Bugün yapılan açıklama sonrası, Nvidia’nın Kıdemli Başkan Yardımcısı ve İsrail Geliştirme Merkezi Başkanı Amit Craig, “Nvidia’nın İsrail’deki büyümesi dikkat çekici oldu; bu, ekiplerimizin olağanüstü yetenekleri ve mühendislik mükemmeliyeti sayesinde gerçekleşti. Nvidia yönetimine, bu yeni büyüme aşamasında güven ve destekleri için minnettarız. Maliye Bakanlığı ve İsrail Arazi İdaresi’ne de ortaklıkları için teşekkür ediyoruz. Bu vizyonu gerçeğe dönüştürmeyi ve yapay zekâ geleceğini inşa etmeye devam etmeyi sabırsızlıkla bekliyoruz” dedi.

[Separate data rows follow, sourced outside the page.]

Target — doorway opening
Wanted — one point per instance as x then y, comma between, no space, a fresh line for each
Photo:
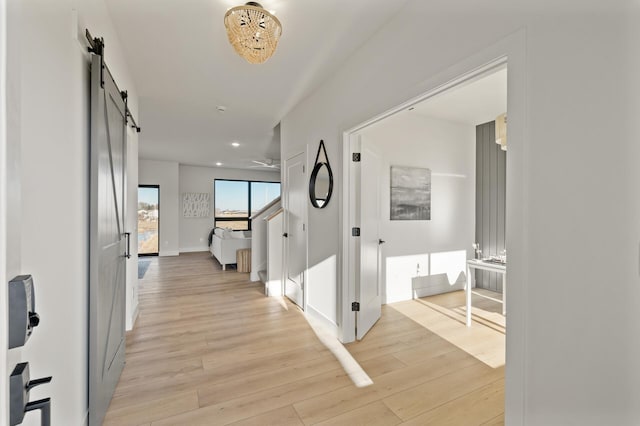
440,188
148,220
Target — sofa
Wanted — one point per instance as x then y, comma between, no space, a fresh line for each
225,243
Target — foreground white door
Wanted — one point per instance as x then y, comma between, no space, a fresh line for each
107,241
295,229
369,291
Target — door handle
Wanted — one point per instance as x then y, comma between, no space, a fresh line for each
127,253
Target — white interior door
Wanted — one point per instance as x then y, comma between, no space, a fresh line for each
295,228
369,288
107,283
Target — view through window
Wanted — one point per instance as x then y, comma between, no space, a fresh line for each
236,200
148,219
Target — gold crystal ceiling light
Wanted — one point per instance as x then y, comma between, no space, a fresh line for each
253,32
501,131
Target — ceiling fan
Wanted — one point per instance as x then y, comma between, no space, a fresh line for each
268,163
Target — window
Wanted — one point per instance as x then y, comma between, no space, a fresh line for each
237,200
148,220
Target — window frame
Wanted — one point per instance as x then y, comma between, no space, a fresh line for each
238,219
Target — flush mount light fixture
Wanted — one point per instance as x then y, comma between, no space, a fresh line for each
253,32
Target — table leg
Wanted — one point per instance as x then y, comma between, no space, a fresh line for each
468,294
504,293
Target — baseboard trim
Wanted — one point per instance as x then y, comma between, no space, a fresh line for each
319,316
193,249
437,289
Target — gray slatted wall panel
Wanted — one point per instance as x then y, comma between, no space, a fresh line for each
490,201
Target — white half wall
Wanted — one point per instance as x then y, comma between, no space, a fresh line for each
426,257
166,174
194,232
572,228
55,189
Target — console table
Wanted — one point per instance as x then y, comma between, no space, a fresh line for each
471,283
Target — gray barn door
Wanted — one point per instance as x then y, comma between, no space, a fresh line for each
107,241
491,190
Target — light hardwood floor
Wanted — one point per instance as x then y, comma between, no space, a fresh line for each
209,348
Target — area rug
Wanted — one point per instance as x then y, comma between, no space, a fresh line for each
143,265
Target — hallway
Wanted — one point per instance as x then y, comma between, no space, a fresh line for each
208,348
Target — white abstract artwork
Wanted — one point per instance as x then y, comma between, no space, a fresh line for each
195,204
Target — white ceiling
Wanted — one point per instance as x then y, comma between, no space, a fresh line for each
183,67
476,102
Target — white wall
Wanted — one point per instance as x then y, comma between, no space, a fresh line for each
9,182
426,256
55,189
195,231
165,174
573,233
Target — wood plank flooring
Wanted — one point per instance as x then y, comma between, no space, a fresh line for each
209,348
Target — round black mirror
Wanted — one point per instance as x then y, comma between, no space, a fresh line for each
320,185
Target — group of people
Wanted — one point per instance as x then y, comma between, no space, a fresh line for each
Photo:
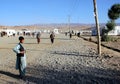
52,36
21,56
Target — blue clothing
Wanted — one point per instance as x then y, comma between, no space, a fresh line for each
21,60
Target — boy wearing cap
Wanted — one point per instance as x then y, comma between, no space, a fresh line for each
21,57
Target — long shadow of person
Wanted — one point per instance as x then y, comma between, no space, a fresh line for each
9,74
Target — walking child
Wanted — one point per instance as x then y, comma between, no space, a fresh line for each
21,57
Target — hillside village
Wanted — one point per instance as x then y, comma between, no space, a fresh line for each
56,28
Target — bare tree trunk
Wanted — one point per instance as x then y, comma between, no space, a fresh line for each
97,26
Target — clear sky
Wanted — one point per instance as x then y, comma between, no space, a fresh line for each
26,12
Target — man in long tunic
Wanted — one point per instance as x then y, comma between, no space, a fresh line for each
38,37
21,57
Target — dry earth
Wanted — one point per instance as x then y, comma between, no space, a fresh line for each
67,61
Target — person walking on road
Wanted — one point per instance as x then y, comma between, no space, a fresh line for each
21,57
52,36
38,37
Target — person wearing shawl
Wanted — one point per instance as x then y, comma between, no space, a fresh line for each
21,57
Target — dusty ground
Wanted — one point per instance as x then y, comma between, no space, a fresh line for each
67,61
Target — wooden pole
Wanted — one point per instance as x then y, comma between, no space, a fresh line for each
98,29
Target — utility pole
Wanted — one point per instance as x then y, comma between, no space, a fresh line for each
69,23
97,26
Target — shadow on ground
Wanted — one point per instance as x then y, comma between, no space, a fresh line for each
44,75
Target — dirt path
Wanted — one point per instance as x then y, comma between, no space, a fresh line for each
67,61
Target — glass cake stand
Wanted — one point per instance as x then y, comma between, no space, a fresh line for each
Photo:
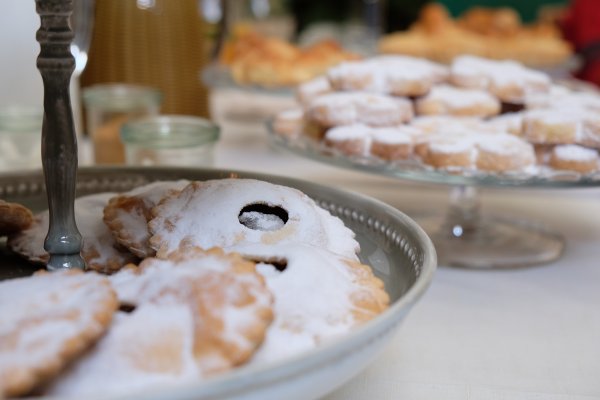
463,235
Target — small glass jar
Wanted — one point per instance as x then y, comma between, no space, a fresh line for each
20,138
175,140
107,107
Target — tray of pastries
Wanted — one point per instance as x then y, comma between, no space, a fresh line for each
475,121
202,284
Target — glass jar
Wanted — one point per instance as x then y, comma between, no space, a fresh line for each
107,107
170,140
20,138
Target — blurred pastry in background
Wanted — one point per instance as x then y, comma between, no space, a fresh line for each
255,59
496,33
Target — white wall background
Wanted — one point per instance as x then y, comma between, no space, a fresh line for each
20,81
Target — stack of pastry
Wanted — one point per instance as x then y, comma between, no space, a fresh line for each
493,33
254,59
204,277
452,118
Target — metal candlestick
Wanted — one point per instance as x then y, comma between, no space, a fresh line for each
59,143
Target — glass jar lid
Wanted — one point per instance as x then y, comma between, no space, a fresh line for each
169,131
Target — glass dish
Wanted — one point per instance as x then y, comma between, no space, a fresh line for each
399,251
462,235
176,140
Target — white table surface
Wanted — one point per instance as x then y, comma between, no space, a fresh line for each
523,334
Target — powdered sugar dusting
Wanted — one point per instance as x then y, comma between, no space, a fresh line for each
302,322
46,312
151,347
99,246
211,211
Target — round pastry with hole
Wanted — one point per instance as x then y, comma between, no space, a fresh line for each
49,319
100,250
229,212
343,294
185,318
127,214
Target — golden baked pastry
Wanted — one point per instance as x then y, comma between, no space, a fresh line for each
254,59
47,320
496,33
14,218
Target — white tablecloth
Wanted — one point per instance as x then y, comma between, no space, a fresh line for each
520,334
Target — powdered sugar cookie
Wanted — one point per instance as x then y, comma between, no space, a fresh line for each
554,126
394,143
548,99
503,153
100,250
509,122
574,158
445,123
353,140
446,99
196,314
14,218
229,212
127,214
450,151
397,75
343,295
47,320
510,81
346,108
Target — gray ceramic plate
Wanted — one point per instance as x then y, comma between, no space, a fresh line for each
394,245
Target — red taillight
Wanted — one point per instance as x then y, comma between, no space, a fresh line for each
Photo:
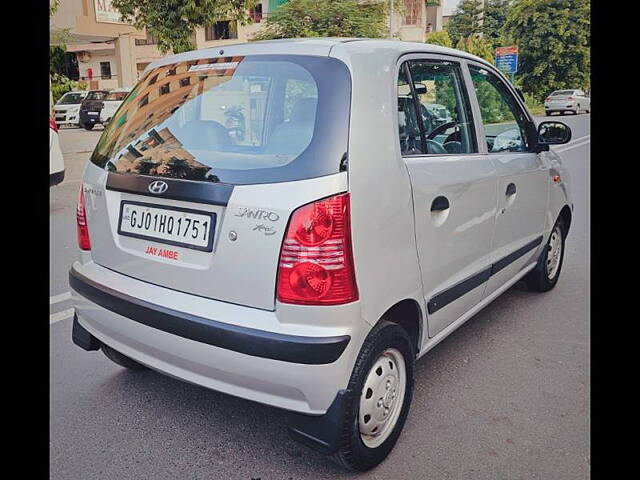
81,218
316,261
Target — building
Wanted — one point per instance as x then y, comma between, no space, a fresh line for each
418,18
111,53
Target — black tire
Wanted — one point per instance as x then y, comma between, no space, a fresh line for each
352,453
538,279
121,359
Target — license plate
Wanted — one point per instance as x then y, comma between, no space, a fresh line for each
174,226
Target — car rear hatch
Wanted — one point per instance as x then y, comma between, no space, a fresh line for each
561,97
93,102
193,181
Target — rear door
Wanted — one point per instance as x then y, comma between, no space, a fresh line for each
454,186
192,182
522,176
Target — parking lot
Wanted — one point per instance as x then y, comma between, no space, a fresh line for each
506,396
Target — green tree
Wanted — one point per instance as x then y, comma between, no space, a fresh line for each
495,16
476,45
470,18
553,38
326,18
465,21
439,38
173,22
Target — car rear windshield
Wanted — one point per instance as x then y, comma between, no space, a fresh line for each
239,120
116,95
71,98
96,95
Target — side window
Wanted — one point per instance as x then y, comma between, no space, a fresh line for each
505,124
444,123
410,139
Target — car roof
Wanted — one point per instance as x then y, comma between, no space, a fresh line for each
315,47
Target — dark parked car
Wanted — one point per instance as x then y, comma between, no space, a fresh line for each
91,107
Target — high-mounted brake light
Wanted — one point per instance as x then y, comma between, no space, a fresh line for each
81,218
316,260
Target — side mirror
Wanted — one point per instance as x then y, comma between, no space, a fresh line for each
421,88
553,133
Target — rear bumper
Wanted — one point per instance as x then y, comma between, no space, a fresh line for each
210,343
64,119
92,119
257,343
56,178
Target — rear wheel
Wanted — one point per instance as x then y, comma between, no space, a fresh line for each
121,359
381,387
547,271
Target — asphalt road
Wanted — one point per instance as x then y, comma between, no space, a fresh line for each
506,396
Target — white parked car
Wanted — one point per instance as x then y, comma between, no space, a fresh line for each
56,161
309,263
67,109
563,101
111,103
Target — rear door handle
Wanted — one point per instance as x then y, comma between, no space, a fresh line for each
439,204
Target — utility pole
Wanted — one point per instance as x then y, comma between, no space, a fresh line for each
480,4
391,20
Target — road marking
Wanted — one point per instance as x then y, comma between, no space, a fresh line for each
63,315
59,298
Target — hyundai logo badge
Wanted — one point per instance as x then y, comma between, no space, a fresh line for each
158,187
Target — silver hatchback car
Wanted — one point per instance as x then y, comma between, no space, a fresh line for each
307,260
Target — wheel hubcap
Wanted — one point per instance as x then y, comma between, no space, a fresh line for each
382,398
554,254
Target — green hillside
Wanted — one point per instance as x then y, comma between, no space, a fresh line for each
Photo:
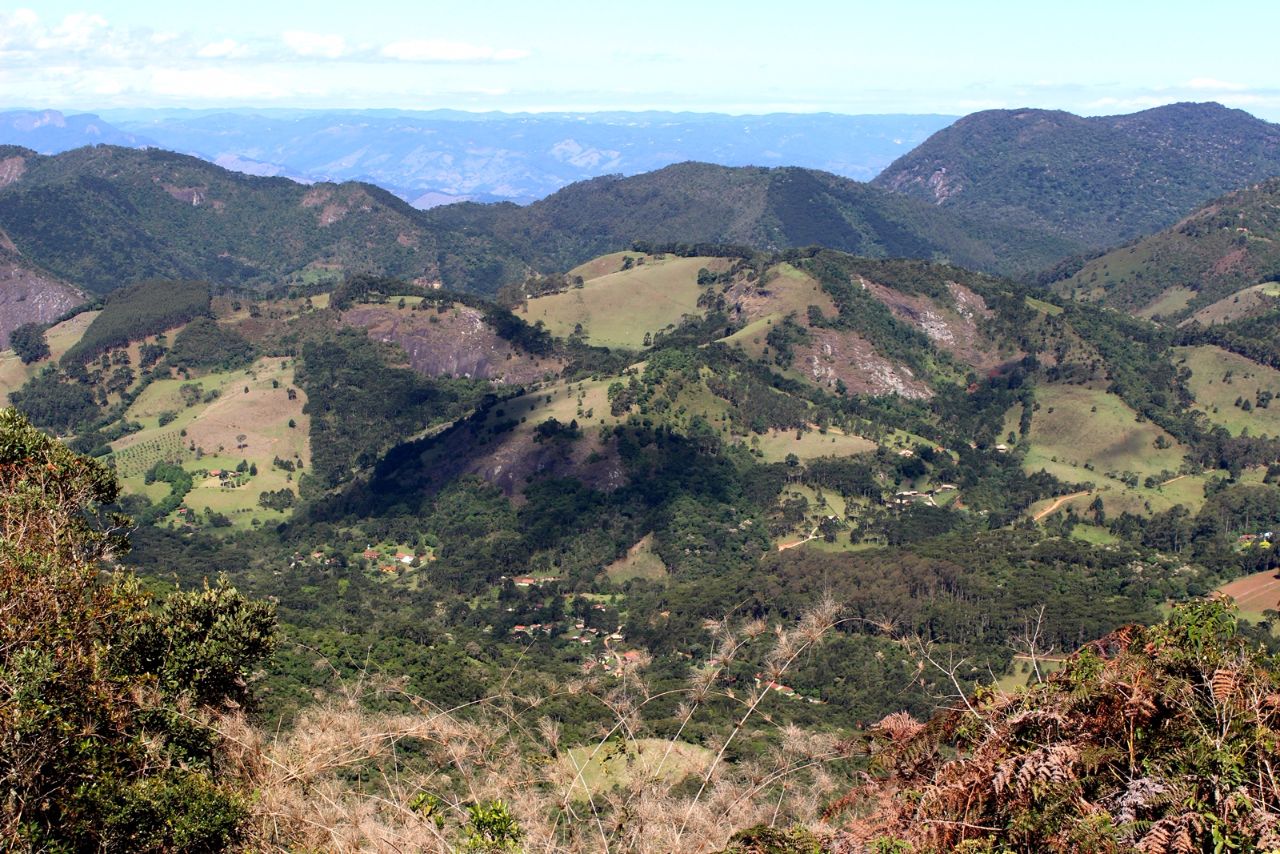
104,217
771,209
1198,266
1095,181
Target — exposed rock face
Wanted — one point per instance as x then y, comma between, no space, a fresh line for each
841,355
457,342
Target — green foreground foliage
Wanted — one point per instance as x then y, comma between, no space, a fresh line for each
106,698
1151,739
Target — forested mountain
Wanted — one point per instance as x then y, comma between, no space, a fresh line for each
673,476
661,507
1093,181
105,217
432,158
769,209
1223,249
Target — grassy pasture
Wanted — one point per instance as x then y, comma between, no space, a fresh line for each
640,562
1215,394
261,415
617,309
616,765
60,337
1238,305
1255,593
1079,425
1080,434
1043,307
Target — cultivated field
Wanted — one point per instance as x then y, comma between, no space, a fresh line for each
206,435
60,338
1219,378
599,768
1255,593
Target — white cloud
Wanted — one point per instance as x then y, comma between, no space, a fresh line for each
437,50
315,44
1215,85
205,83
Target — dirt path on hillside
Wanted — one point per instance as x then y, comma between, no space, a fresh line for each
1057,503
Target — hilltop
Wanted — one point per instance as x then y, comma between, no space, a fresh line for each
1093,181
103,217
432,158
616,482
1212,265
53,131
768,209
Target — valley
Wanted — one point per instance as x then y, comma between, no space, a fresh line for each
673,488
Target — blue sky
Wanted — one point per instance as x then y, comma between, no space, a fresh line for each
799,55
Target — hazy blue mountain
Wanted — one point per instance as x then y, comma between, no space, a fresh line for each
53,132
444,155
1098,181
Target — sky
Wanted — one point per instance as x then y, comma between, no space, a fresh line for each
704,55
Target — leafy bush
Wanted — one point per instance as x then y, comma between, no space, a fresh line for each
28,342
137,311
205,343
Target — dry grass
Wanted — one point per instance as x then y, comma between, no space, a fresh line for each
344,779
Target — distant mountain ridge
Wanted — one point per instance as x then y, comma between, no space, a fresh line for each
1096,181
768,209
51,131
104,217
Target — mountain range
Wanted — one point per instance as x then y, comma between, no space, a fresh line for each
1096,181
430,158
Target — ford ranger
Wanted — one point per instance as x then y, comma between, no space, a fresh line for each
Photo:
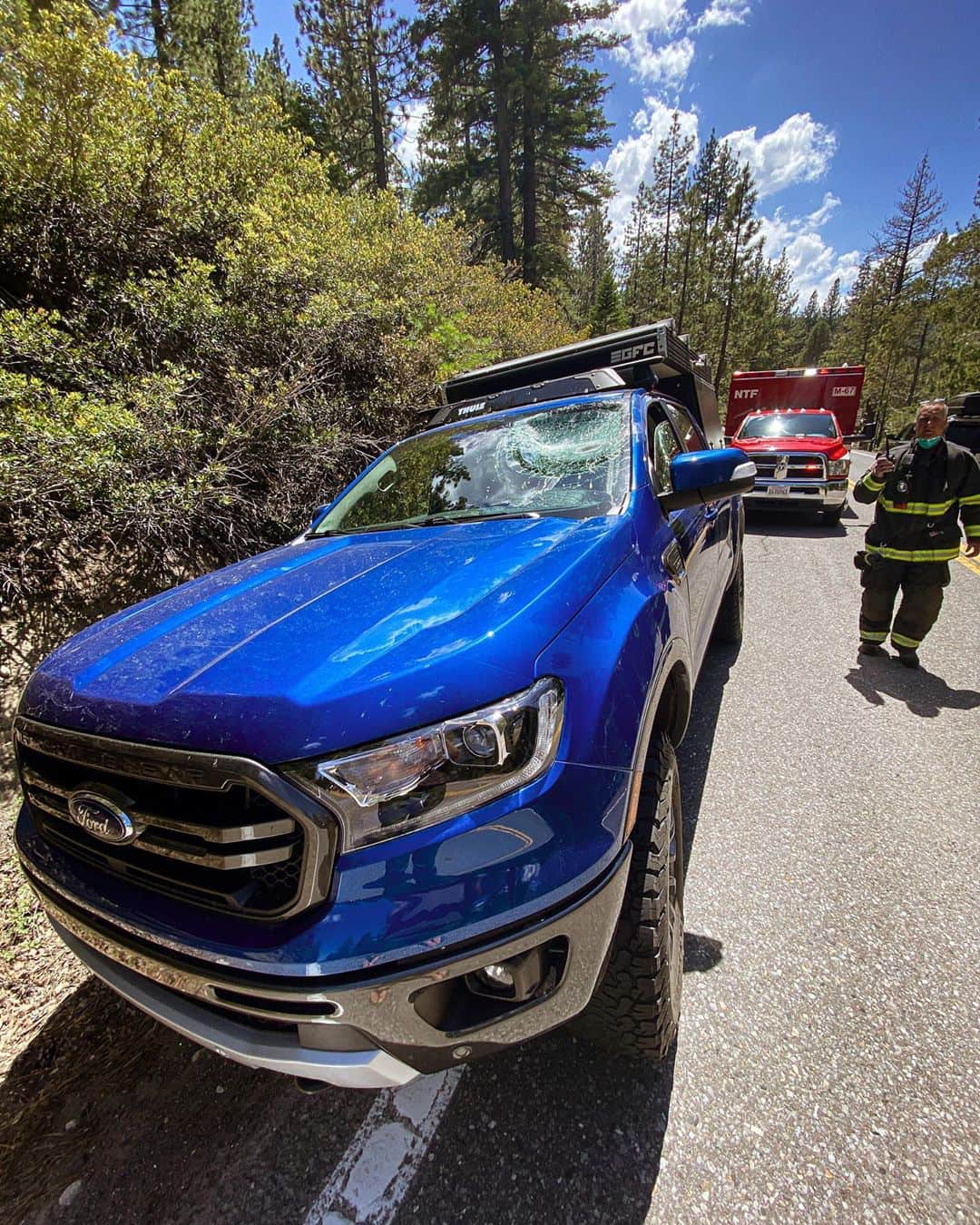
403,791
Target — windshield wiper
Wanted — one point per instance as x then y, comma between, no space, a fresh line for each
431,521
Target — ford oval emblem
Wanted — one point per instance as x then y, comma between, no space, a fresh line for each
102,818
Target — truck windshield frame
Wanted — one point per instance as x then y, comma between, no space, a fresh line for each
789,426
567,459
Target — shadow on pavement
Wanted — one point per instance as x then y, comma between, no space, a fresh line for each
800,524
555,1131
156,1129
924,692
695,752
559,1130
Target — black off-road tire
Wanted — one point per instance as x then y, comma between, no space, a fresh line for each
833,517
728,625
636,1006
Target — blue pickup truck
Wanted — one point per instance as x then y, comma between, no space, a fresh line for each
403,791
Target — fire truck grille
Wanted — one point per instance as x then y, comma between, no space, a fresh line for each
776,466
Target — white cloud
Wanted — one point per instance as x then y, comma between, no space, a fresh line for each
648,17
407,146
799,151
668,65
630,161
724,13
814,262
646,24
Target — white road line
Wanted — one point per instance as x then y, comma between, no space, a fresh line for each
384,1157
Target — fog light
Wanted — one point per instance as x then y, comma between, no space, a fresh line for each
496,976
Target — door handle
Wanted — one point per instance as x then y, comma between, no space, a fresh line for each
672,560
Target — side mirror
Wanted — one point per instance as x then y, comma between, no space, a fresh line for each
706,475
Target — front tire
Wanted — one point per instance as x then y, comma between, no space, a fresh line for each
634,1008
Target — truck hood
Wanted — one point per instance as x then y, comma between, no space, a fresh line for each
832,447
328,643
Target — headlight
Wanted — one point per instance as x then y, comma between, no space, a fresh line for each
437,772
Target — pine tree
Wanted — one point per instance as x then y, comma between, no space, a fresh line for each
359,58
916,223
608,314
742,227
271,79
634,247
207,39
467,141
669,181
514,103
830,310
816,343
592,259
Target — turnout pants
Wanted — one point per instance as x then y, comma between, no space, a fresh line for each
921,584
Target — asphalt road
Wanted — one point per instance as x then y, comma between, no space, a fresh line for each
827,1061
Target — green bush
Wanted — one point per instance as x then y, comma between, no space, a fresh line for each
201,338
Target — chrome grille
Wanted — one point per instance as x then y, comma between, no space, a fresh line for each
798,467
203,837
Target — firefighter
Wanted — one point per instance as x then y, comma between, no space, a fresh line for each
917,492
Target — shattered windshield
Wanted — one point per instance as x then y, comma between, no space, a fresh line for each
810,426
560,461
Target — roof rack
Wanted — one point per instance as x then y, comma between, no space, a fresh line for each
640,357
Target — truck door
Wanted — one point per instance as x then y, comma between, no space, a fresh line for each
720,539
691,527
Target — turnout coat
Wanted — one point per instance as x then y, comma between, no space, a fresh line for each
917,505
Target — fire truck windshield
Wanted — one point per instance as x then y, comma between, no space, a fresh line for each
786,426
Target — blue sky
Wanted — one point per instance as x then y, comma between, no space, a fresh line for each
832,103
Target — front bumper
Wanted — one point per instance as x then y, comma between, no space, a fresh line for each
356,1032
823,495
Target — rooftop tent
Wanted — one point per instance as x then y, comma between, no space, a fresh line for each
622,359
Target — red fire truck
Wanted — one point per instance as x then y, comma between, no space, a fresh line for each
795,426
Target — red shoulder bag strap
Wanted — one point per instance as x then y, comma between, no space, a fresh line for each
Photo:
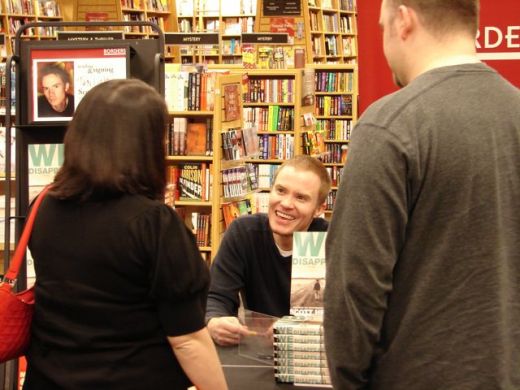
19,253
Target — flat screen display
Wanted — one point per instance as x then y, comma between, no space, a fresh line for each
60,77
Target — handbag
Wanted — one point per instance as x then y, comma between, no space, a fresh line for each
16,309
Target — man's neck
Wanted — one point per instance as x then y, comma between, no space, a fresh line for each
283,242
437,54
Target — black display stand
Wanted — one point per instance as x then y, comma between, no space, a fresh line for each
145,61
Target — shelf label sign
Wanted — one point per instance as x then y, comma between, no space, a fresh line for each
282,7
89,35
265,38
191,38
498,37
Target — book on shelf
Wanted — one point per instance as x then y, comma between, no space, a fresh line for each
233,144
201,228
299,351
251,141
313,142
231,102
194,181
232,210
248,56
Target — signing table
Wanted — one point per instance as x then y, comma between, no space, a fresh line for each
243,373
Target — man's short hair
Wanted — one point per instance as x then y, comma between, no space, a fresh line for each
311,164
445,16
55,69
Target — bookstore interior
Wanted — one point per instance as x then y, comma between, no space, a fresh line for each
248,85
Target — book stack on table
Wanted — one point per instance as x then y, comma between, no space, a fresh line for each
299,352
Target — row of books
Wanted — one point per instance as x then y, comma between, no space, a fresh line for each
272,118
240,143
349,46
335,173
313,142
335,154
20,7
3,90
187,137
331,199
331,45
186,88
298,340
268,90
191,181
333,81
335,129
276,147
233,210
157,5
199,223
299,352
333,105
187,8
240,180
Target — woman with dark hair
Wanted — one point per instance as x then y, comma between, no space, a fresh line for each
119,279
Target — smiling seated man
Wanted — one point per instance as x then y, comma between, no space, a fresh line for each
56,99
255,256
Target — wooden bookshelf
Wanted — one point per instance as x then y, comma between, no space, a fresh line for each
191,156
156,11
331,31
16,13
335,110
228,18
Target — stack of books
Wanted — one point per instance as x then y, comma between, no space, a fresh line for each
299,352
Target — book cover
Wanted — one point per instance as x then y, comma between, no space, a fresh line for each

Kiryat Tivon Yerel Konseyi Başkanı Ido Greenblum ise projeyi ‘kuzey bölgesi için önemli bir proje’ olarak nitelendirdi. Greenblum, “Nvidia'nın bu bölgeyi seçmesinin doğru bir karar olacağına inanıyoruz. Şirkete güvenleri için teşekkür ediyoruz” ifadelerini kullandı.